Rohit Ohri talks to Business Today's Arunima Mishra about advertising agency Dentsu India's focus on its digital arm and how it tackled a leadership crisis. Edited excerpts:
Q. How is Dentsu different from other advertising agencies?
A. Dentsu has never been an unbundled agency. It has never separated its media business from its creative or digital sides. That's the way the Japanese like to work, unlike the West's fragmented way of working. Our network arranges itself around the client's need. We are collaborating around the client.
Many agencies are doing it, but these are bespoke teams where agencies create such teams to offer an integrated solution, while we, at Dentsu, work this way. It's a way of life for us versus one of an assignment. Dentsu India grew at 65 per cent in 2013/14, and I am expecting it to grow aggressively to achieve a similar growth this financial year (2014/15), too.
Q. Every brand is looking at digital. Will there be any paradigm shift in Dentsu's strategy in this regard?
A. Digital will form the core of Dentsu's marketing strategy. Over the next three years, I would like to take Dentsu India's digital revenues up, and ensure that over 25 per cent comes from digital. At present, the revenue is evenly split between the mainline (creative agency) and media agency.

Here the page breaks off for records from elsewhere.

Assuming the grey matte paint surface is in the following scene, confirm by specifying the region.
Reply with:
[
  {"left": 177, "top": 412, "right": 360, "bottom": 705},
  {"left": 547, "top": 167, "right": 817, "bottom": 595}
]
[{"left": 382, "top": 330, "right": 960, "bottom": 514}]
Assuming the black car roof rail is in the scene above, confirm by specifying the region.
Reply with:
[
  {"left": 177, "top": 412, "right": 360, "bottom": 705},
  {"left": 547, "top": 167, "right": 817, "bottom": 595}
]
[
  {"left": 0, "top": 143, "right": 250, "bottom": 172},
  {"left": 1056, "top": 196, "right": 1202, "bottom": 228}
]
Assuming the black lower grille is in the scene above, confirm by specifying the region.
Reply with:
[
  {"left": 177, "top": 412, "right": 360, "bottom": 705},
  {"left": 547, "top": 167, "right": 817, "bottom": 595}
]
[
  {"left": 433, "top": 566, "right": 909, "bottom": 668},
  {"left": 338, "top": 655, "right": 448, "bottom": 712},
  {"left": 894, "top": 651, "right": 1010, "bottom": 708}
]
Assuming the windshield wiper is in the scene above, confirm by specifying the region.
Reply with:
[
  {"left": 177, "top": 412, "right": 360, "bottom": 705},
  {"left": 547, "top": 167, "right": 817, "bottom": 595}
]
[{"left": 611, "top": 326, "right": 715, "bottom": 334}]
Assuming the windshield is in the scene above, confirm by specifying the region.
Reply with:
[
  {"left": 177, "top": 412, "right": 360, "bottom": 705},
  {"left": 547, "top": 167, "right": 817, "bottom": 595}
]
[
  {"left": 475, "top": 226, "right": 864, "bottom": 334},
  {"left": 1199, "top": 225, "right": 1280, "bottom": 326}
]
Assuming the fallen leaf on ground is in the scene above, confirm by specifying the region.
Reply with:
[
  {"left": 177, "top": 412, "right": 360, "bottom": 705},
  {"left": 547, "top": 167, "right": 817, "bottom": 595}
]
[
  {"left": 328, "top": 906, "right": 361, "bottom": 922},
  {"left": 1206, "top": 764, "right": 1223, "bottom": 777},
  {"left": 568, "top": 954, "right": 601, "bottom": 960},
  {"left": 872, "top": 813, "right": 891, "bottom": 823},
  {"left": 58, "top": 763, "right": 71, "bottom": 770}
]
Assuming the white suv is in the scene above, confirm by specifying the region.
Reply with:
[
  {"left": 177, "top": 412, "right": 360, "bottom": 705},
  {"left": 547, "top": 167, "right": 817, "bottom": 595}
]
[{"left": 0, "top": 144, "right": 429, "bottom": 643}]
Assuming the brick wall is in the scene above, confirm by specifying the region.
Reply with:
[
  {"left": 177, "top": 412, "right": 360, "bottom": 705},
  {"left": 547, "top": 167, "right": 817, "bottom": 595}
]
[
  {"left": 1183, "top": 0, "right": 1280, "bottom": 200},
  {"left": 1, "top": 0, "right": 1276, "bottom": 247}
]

Dentsu Digital, born out of the Dentsu creative agency, will bring the digital capability to the heart of the group over the next two to three years. Webchutney (acquired by Dentsu India in 2013) will be integrated much stronger with the mainline agency.
Q. How have you handled the leadership crisis at Dentsu?
A. After the exit of the previous management, there was a serious leadership issue. During this period, many clients moved out of the agency. When I had joined Dentsu from JWT, I had to reassure faith, and rebuild the lost confidence, not only inside Dentsu, but also outside, with our clients.
There was no leadership across the verticals; so we had to find people to head these, who could deliver as well. Many people joined Dentsu primarily because I asked them to. I leveraged a lot of my personal equity to build the current team.
Now, we have three National Creative Directors - Soumitra Karnik, Titus Upputuru, and Swati Bhattacharya - who are the best in the advertising industry. [Bhattacharya heads Dentsu India's new Mama Lab project, which will try to help understand the new-age mother as a consumer and break the stereotypes.] The new team is a great mix of youth and experience. For an agency's growth, one needs to marry the youth's aggression with the wisdom of the experienced. We have become a far more strategic agency which looks at how best we can deliver integrated communication.